Of particular concern: Interest costs continue rising to record levels as a percentage of the country’s economy. Interest costs are projected to exceed the size of the defense budget this fiscal year, and will exceed net federal spending on Medicare by next fiscal year. To say that the growing interest costs created by our skyrocketing debt pose a threat to fiscal responsibility would put it mildly.

Unsustainable Trends

It has become impolitic among politicians of both parties to say so, but there is little doubt where the source of the unsustainable spending lies:

In CBO’s current projections, federal outlays rise from $6.9 trillion in 2024 to $10.3 trillion in 2034, an average annual increase of 4.1 percent. Outlays for Social Security and Medicare account for more than half of that $3.4 trillion increase. By 2034, outlays for Social Security, the major health care programs [i.e., Medicare, Medicaid, and Obamacare], and interest account for 68 percent of projected spending, 10 percentage points more than the share projected for 2024.
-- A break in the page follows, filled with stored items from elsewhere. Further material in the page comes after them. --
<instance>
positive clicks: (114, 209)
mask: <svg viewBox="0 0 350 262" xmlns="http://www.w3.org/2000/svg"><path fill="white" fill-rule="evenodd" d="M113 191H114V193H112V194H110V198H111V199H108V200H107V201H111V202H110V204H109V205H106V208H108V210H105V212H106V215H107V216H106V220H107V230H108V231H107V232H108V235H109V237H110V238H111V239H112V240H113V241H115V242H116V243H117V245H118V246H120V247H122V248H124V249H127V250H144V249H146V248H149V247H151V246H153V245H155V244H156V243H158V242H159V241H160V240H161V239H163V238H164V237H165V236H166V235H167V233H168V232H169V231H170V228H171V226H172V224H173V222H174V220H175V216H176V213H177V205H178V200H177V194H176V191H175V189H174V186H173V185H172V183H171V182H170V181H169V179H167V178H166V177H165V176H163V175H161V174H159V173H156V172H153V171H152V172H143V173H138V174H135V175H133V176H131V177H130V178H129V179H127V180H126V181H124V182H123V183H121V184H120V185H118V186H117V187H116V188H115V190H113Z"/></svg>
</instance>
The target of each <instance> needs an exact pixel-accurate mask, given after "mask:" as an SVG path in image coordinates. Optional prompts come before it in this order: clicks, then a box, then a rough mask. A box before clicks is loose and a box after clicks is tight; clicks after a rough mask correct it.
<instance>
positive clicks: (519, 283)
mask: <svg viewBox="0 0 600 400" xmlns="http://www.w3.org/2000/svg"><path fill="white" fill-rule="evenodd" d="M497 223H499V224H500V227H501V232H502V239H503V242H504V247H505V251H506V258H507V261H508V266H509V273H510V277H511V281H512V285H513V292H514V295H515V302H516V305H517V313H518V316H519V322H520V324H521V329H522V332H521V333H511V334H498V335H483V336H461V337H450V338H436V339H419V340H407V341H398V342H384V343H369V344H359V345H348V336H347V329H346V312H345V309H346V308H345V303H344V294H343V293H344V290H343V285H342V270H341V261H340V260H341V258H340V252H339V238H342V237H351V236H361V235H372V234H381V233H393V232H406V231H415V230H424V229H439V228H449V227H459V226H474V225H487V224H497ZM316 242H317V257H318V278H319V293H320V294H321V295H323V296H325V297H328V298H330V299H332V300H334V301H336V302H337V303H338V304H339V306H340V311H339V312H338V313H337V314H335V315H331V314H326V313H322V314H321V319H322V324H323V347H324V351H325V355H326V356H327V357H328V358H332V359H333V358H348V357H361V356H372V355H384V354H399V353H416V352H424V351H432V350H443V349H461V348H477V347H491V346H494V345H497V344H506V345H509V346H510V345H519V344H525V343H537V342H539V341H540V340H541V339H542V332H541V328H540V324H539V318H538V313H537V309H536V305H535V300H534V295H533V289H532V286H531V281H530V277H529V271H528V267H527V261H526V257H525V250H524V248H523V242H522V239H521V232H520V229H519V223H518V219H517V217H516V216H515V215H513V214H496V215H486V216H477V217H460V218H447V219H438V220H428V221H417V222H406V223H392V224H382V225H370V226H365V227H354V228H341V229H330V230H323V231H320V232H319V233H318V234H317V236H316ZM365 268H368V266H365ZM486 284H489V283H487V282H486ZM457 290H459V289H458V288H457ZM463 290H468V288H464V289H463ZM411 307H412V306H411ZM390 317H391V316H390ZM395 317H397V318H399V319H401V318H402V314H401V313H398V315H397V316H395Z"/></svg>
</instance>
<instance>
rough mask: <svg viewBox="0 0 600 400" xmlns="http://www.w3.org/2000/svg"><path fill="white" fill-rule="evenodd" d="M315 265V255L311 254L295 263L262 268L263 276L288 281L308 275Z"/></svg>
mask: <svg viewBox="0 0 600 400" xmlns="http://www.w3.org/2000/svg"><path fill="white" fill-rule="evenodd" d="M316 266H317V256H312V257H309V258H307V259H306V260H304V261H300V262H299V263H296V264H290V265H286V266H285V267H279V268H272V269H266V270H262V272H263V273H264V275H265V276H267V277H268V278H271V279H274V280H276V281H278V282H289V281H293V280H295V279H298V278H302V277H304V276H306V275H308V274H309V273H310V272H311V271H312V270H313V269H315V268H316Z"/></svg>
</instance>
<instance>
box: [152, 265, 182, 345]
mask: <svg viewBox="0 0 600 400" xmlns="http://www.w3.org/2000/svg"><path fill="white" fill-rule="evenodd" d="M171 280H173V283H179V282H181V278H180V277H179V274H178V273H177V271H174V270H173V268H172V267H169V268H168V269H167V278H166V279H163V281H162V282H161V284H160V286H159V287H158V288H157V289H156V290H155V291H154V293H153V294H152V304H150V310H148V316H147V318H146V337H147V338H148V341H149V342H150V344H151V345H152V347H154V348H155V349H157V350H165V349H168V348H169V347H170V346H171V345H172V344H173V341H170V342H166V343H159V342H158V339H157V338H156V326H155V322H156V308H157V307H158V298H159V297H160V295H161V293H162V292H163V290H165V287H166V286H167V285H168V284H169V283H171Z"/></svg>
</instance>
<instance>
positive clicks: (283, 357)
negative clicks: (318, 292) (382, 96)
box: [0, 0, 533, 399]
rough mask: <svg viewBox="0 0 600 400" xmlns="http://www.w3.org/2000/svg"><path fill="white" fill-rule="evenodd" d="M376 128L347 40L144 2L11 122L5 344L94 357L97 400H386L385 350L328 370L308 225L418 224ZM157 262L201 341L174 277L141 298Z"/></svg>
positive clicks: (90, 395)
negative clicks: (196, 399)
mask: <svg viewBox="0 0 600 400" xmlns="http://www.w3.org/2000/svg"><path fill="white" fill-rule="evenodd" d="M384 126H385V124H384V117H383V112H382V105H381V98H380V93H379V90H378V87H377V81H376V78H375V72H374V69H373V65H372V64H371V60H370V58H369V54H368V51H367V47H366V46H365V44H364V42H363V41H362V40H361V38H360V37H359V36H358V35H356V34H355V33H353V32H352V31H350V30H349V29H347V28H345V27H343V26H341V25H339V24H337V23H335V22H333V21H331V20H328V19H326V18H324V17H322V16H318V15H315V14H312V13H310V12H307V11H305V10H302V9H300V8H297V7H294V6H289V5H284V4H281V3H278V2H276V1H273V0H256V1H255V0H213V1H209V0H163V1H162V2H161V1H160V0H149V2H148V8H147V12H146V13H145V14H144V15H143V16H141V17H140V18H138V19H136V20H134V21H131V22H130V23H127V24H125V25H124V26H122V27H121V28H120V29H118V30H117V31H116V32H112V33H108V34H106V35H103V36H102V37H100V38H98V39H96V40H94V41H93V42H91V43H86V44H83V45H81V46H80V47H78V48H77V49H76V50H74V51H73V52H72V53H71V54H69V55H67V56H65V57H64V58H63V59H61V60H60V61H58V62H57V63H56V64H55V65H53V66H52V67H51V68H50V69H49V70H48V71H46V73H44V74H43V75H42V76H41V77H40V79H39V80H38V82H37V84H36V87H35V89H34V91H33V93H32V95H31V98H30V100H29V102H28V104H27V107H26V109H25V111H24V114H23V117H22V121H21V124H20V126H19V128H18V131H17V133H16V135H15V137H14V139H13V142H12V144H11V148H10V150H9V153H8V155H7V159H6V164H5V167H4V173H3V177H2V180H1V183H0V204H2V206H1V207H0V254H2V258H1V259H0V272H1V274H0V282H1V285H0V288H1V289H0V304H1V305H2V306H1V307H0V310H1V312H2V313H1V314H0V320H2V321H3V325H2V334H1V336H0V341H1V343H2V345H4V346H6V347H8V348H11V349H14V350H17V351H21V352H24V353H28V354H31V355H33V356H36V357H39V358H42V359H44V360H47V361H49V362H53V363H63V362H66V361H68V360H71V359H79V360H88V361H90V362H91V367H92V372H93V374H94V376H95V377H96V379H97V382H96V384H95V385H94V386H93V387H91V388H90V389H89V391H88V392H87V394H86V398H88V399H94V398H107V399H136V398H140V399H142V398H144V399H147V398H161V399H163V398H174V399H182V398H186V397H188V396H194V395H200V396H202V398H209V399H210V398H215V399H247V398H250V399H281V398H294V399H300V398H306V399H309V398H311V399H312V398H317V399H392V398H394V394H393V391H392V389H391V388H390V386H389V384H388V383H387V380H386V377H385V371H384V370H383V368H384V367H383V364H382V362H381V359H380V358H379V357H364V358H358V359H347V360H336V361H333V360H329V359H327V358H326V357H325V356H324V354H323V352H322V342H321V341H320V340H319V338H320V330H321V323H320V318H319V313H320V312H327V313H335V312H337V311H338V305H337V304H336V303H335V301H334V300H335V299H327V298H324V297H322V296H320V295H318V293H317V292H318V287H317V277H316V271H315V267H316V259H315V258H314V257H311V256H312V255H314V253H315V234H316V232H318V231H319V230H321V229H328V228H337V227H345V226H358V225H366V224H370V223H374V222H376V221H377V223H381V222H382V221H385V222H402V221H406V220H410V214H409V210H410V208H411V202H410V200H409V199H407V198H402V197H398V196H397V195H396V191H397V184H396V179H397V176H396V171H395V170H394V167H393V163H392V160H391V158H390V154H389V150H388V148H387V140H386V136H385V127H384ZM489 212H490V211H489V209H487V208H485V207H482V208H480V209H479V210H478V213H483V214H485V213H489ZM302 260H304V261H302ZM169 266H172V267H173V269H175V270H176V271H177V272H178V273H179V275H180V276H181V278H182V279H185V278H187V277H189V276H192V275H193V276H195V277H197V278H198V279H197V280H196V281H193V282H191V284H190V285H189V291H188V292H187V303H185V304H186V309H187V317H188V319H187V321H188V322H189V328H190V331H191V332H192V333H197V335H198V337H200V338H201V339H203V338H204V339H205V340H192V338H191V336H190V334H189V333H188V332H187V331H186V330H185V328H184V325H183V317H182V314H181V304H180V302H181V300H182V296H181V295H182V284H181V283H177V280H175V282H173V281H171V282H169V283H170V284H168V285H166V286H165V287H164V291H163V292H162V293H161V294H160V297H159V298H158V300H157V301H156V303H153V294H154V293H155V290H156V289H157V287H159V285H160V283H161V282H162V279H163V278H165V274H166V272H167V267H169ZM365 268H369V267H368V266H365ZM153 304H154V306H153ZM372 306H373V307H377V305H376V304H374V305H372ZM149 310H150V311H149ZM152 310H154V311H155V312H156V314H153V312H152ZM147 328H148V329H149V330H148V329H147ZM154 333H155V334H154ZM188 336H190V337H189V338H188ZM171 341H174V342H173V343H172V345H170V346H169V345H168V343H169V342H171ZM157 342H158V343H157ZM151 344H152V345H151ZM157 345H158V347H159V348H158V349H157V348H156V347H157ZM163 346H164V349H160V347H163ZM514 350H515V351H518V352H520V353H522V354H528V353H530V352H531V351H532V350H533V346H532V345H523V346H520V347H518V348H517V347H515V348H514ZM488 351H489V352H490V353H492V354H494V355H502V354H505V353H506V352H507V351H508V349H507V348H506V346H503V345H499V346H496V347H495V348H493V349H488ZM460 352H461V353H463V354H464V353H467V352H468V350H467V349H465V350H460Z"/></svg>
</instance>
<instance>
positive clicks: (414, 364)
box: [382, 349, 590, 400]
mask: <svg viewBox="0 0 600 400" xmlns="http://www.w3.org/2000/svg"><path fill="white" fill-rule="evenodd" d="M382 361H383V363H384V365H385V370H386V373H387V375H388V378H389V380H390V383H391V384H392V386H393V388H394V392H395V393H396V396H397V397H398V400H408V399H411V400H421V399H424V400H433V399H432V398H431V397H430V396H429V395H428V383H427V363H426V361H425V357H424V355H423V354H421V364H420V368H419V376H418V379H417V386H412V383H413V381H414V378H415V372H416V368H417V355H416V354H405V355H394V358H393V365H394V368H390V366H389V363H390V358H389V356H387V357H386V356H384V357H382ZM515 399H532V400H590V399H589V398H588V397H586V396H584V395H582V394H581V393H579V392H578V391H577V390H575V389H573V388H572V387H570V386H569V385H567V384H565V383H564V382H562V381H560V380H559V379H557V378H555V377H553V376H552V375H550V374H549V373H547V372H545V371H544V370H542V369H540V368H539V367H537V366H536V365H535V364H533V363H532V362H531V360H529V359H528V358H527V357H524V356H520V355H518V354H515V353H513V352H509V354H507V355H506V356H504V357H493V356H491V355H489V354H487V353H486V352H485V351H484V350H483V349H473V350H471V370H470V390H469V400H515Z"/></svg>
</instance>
It matters not what Joe Biden or Donald Trump claim. The idea that Washington can balance the budget, or even get the budget into something resembling a responsible posture, without touching two-thirds of the budget — i.e., Social Security, Medicare, and Medicaid — defies any type of logic.

These stark fiscal facts come as defense spending has slid to a postwar low, even as threats from China, Iran, and North Korea among others loom large on the horizon. CBO also notes that discretionary spending — which covers things like defense, K-12 education spending, the National Parks, NASA, and most things people associate with the federal government — is projected to fall to its lowest recorded level as a share of the economy since records began in 1962. In other words, while there is always fat and waste to cut in the federal government, doing so won’t solve the major fiscal problems our nation faces.

To put it bluntly, Social Security, Medicare, and Medicaid are cannibalizing the entire federal budget. Unless and until Congress stops the “Mediscare” rhetoric and gets serious about reforming these programs, our financial situation will continue to get worse. And Lord help the next generation if we don’t wake up and come to our senses sooner rather than later.